Zimbardo opisał całe wydarzenie w książce „Efekt Lucyfera”. Kontynuatorzy badań amerykańskiego uczonego dowodzą, że przemiana zrównoważonych i z natury dobrych osób w katów dokonuje się często w środowisku konfliktów religijnych. W sytuacji prześladowań Jezus wymaga postawy ekstremalnej – dawania świadectwa: „Będzie to dla was sposobność do składania świadectwa. Postanówcie sobie w sercu nie obmyślać naprzód swej obrony. Ja bowiem dam wam wymowę i mądrość, której żaden z waszych prześladowców nie będzie mógł się oprzeć ani się sprzeciwić” (Łk 21,13-14).
A przecież w języku Ewangelii – języku greckim słowo świadek (martys) oznacza także męczennika…
Męczeństwo – szczyt zaufania
Każda z wojen w dziejach ludzkości była i jest wybuchem niekontrolowanej nienawiści. Ten, kto jest silny i ma władzę, niszczy tego, kto jest słaby i od niego zależny. Dla ludzi wierzących każda wojna jest ogniową próbą chrześcijaństwa i zawierzenia Bogu. Paradoks polega na tym, że ten, kto tę ekstremalną próbę przetrzymał i Boga się nie wyrzekł, często, na drodze męczeństwa, zdobywał niebo.

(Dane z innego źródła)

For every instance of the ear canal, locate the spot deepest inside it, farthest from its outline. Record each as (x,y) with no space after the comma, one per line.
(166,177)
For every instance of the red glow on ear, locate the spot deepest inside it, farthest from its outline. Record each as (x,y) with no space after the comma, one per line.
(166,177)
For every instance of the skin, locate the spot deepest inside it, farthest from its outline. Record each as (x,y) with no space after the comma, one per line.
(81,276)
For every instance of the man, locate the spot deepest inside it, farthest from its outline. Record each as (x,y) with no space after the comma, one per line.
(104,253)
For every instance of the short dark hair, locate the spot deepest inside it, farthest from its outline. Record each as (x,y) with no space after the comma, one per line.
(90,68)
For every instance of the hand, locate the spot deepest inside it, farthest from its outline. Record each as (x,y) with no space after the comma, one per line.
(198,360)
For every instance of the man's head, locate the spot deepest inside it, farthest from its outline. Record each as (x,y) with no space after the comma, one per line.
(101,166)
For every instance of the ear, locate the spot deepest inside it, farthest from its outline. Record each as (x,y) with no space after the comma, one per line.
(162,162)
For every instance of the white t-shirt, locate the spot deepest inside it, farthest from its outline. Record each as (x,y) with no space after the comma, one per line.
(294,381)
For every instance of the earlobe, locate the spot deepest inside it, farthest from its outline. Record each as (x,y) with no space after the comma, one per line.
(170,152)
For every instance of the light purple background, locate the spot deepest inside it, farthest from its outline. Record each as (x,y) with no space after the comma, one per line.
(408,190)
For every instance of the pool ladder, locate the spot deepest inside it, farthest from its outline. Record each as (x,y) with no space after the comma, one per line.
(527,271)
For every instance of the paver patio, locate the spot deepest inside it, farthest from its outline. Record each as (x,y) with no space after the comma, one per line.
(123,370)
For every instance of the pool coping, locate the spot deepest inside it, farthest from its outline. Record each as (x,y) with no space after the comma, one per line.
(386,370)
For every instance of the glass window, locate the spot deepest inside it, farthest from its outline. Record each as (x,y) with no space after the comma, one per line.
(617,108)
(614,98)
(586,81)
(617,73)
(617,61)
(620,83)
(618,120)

Wojna domowa w Hiszpanii, przez niektórych historyków nazywana preludium do drugiej wojny światowej, pochłonęła prawie czterysta tysięcy ofiar (wg amerykańskiego historyka Gabriela Jacksona). Wśród nich znalazła się grupa 522 męczenników, których beatyfikowano w katalońskiej Tarragonie. To ważne, aby przypominać dokąd prowadzi nienawiść i w jaki sposób stawia czoła jej bezwzględności prawdziwy uczeń Jezusa. Papież Franciszek w słowach komentujących to wydarzenie mówił, że „męczennicy przyczyniają się do tego, abyśmy byli chrześcijanami konkretnymi, a nie tylko malowanymi, chrześcijanami czynów, a nie słów. Męczennicy to chrześcijanie zdobyci przez Chrystusa, uczniowie, którzy dobrze poznali sens tego „umiłowania aż do końca”, które doprowadziło Jezusa na krzyż. Nie istnieje bowiem miłość na raty, miłość w kawałkach, jest ona całkowita i gdy się kocha, kocha się aż do skrajności. Chrystus wyprzedza nas w miłości, a męczennicy naśladowali Go w miłości aż do końca”.
A Chrystus? Przepowiedział tę eskalację nienawiści. Doświadczył jej i miał świadomość, że dosięgnie także jego uczniów. Ze smutkiem uprzedzał, że wydać w ręce wrogów mogą nawet rodzice, bracia, przyjaciele i krewni. Bez skrupułów i bez miłosierdzia. Jednak prosił, aby się nie poddawać w godzinie takiej próby. I „przez wytrwałość ocalić życie” (Łk 21,19).